I feel the title of Mr. Liddick’s column is right but the wrong parties are blamed for today’s loan mess. While Mr. Liddick did manage to pen another very well-written column and one that appeared to be well documented, one has to question his sources for such information as to why we had banking regulations in the first place. Asking a banker why people cannot get loans today is a little bit like asking an arsonist why he set a fire.

Back in the days when banks, savings and loans, insurance companies, and investment houses (i.e. Wall Street firms) were fully separate entities, people went to the appropriate source for a loan. Someone who wanted a house went to their local savings and loan. A business owner went to a big bank and worked with someone who specialized in these things. Before the late 1990s, these firms actually made a loan decision based on the customer’s willingness to pay and then held onto the loans until they were paid off. I clearly remember having to dig up the 10 percent downpayment necessary on our first house. While government programs aimed at increasing minority home ownership were an early part of the free money flow, the 2000s saw loans literally handed to people in the streets. The big banks and Wall Street were certainly acting extremely irresponsible. Many of the recent books like “Too Big to Fail” by Andrew Ross Sorkin or “A Colossal Failure of Common Sense: The Inside story of the Collapse of Lehman Brothers” by Lawrence McDonald explain this very well.

In recent years, and particularly in the eight year ramp-up to the housing and financial crash, most firms who issued loans simply sold the loan to another outfit that bundled it up and sold it to firms that securitized the loans. This happened with every kind of loan imaginable. The source firm was completely off the hook. What happened to these financial products after they were sold is far too complicated for a letter, but the whole process led to the money guys to getting rich while a good chunk of the country used their houses as an income source.

No, Mr. Liddick, it was not Sen. Dodd and Rep Frank’s 1977 programs or even the Clinton era enhancements that tanked the ship and led to today’s partial return to banking sanity. It was the eradication of regulations started in the 1930s that took us down this path. It is unfortunate that today’s poor banks have to set aside 3 percent of their loans for reserves instead of selling everything off to a CDO swindler. Maybe when they treat the loan business for what it is, their owners can make a living without having to shore up their stockholders.

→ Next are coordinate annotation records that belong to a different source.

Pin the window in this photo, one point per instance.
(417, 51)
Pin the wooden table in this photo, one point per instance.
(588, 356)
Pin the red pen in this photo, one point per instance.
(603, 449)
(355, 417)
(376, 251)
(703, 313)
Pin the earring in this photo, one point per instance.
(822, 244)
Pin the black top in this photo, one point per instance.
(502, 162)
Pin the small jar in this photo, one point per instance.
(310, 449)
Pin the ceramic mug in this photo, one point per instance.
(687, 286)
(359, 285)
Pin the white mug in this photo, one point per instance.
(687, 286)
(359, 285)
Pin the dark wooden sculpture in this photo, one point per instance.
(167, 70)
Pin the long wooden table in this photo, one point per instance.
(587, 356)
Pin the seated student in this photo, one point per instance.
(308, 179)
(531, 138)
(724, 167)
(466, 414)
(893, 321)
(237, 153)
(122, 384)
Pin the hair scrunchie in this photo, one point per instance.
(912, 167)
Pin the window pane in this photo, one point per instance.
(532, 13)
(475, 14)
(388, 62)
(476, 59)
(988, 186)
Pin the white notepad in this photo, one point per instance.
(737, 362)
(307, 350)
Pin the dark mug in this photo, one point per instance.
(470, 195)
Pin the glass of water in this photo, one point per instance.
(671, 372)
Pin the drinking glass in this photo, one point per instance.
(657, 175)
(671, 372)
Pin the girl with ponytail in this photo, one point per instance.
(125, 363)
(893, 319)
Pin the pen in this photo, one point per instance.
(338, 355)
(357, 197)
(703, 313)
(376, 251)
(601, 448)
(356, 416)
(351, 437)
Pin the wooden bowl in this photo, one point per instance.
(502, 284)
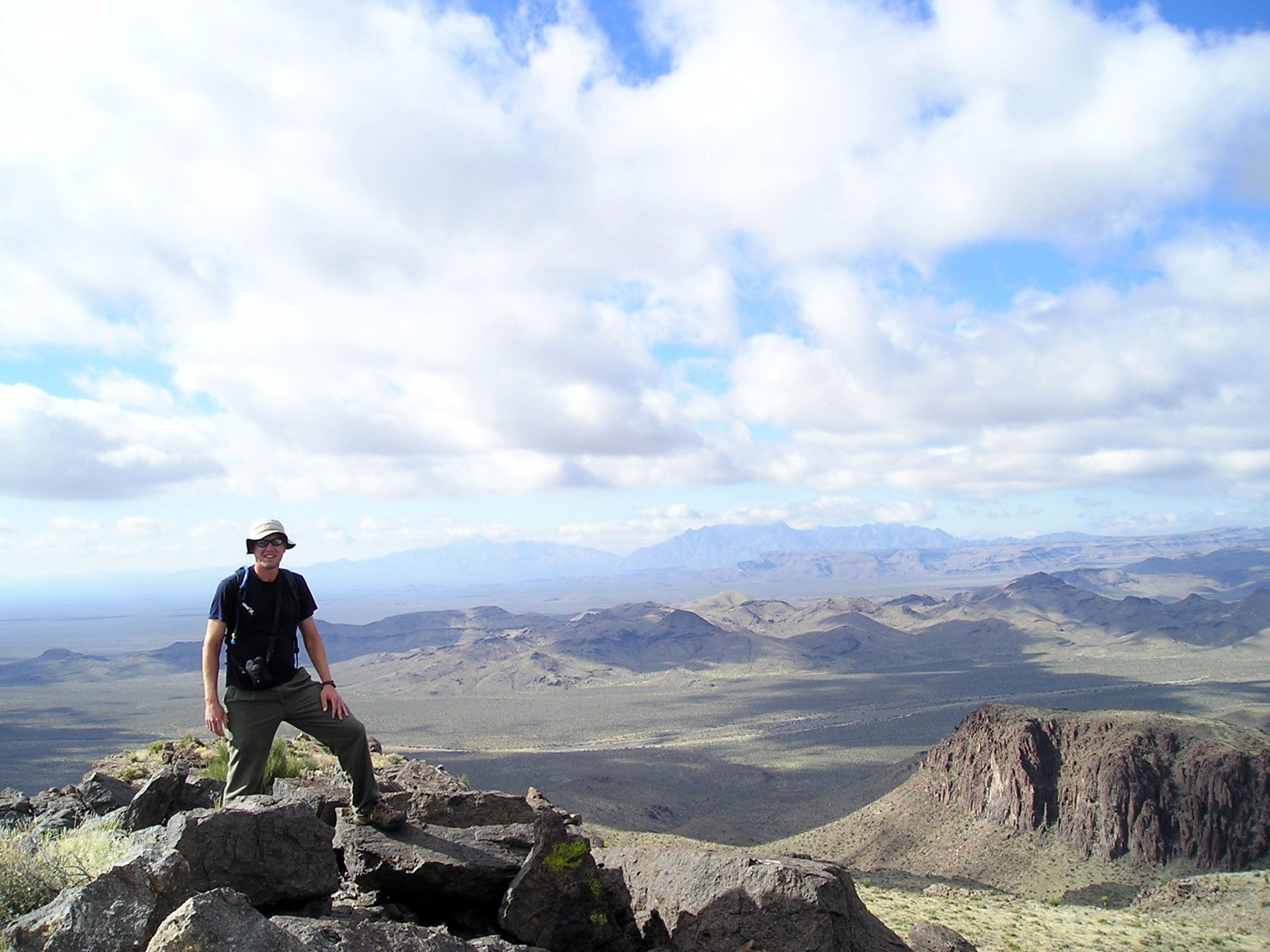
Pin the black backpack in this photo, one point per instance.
(237, 601)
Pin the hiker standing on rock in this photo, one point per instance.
(261, 607)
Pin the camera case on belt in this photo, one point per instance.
(258, 671)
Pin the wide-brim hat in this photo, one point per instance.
(263, 529)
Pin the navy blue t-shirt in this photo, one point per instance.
(252, 635)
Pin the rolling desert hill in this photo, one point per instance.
(1227, 573)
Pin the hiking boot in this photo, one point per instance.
(381, 817)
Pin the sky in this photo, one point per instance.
(404, 273)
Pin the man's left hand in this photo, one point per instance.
(331, 697)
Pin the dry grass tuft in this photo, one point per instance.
(36, 867)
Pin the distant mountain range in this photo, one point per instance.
(773, 560)
(483, 648)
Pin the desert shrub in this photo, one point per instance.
(286, 763)
(131, 774)
(28, 879)
(35, 869)
(218, 762)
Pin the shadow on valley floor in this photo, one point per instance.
(58, 748)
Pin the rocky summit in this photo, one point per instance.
(472, 870)
(1066, 805)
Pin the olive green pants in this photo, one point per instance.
(252, 719)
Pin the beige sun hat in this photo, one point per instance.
(263, 529)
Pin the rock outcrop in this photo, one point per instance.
(222, 920)
(296, 873)
(267, 850)
(119, 911)
(694, 900)
(157, 798)
(934, 937)
(435, 866)
(1149, 786)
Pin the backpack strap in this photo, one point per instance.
(239, 591)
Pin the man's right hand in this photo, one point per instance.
(214, 716)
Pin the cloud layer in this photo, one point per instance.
(396, 253)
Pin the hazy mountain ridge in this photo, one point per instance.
(1034, 615)
(774, 562)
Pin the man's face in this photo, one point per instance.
(269, 551)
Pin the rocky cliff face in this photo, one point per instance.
(1113, 784)
(472, 870)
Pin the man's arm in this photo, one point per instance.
(317, 649)
(214, 715)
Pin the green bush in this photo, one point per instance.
(27, 880)
(33, 870)
(282, 762)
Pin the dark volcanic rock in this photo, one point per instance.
(117, 912)
(371, 936)
(103, 794)
(435, 866)
(155, 800)
(420, 776)
(324, 795)
(1113, 784)
(933, 937)
(557, 900)
(693, 900)
(222, 920)
(269, 850)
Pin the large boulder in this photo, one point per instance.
(695, 900)
(1150, 786)
(103, 794)
(220, 921)
(373, 936)
(420, 777)
(324, 795)
(269, 850)
(197, 794)
(154, 803)
(59, 809)
(435, 869)
(465, 808)
(117, 912)
(15, 808)
(557, 900)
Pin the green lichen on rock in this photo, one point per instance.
(567, 856)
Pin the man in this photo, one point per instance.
(260, 609)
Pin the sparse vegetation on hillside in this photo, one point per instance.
(1004, 923)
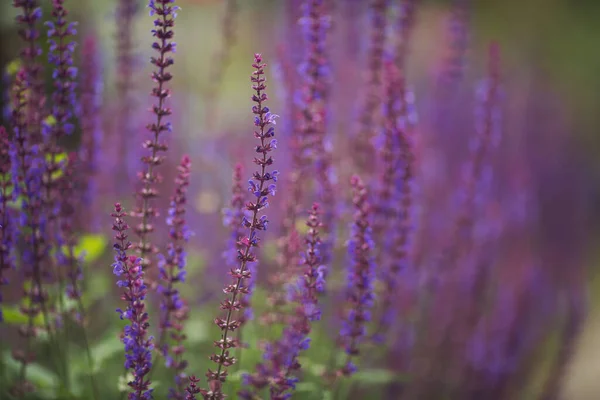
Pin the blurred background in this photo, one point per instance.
(550, 65)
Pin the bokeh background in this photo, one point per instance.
(550, 54)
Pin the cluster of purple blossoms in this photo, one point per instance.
(281, 357)
(138, 346)
(6, 219)
(231, 219)
(174, 309)
(27, 172)
(261, 187)
(28, 19)
(163, 32)
(360, 295)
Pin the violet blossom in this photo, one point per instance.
(164, 45)
(138, 346)
(174, 310)
(261, 189)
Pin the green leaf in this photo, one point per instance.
(14, 316)
(90, 247)
(45, 381)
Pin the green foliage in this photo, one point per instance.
(91, 247)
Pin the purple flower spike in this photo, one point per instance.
(232, 218)
(27, 177)
(164, 47)
(360, 278)
(281, 358)
(174, 310)
(6, 217)
(138, 347)
(239, 288)
(28, 20)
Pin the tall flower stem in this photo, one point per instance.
(164, 45)
(263, 120)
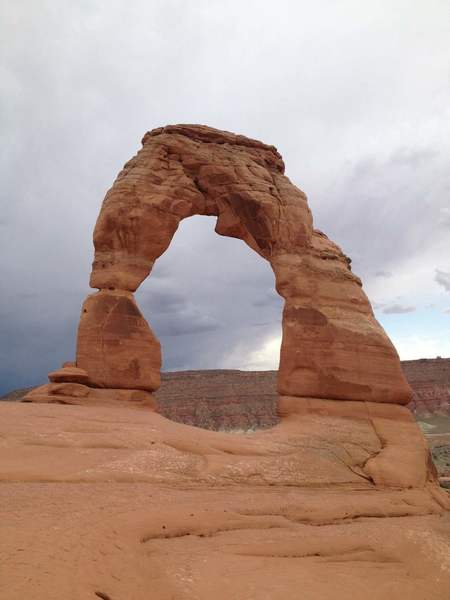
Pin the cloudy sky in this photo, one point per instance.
(354, 94)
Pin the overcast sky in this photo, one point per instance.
(354, 94)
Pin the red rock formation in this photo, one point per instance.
(332, 345)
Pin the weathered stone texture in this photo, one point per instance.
(332, 345)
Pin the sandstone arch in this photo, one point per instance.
(332, 345)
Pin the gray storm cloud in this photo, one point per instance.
(354, 95)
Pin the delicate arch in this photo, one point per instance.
(332, 345)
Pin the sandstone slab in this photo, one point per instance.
(111, 502)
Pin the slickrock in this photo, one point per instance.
(114, 502)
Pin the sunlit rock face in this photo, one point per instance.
(332, 345)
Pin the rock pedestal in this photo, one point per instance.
(332, 345)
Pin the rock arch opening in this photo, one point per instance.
(332, 346)
(212, 302)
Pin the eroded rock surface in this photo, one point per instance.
(332, 345)
(113, 502)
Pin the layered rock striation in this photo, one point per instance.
(332, 345)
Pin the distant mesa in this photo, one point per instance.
(332, 346)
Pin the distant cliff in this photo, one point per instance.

To be fair, some of the rules that were introduced in the Dodd-Frank bill may be a bit too rigid. People like retirees with money in the bank and no outside income should be able to use their funds to buy a house and still get a loan. That’s tough these days. Some business owners are in the same boat. However, if the GOP is successful in killing Wall Street reform, we are back to the days of rampant gambling with our houses.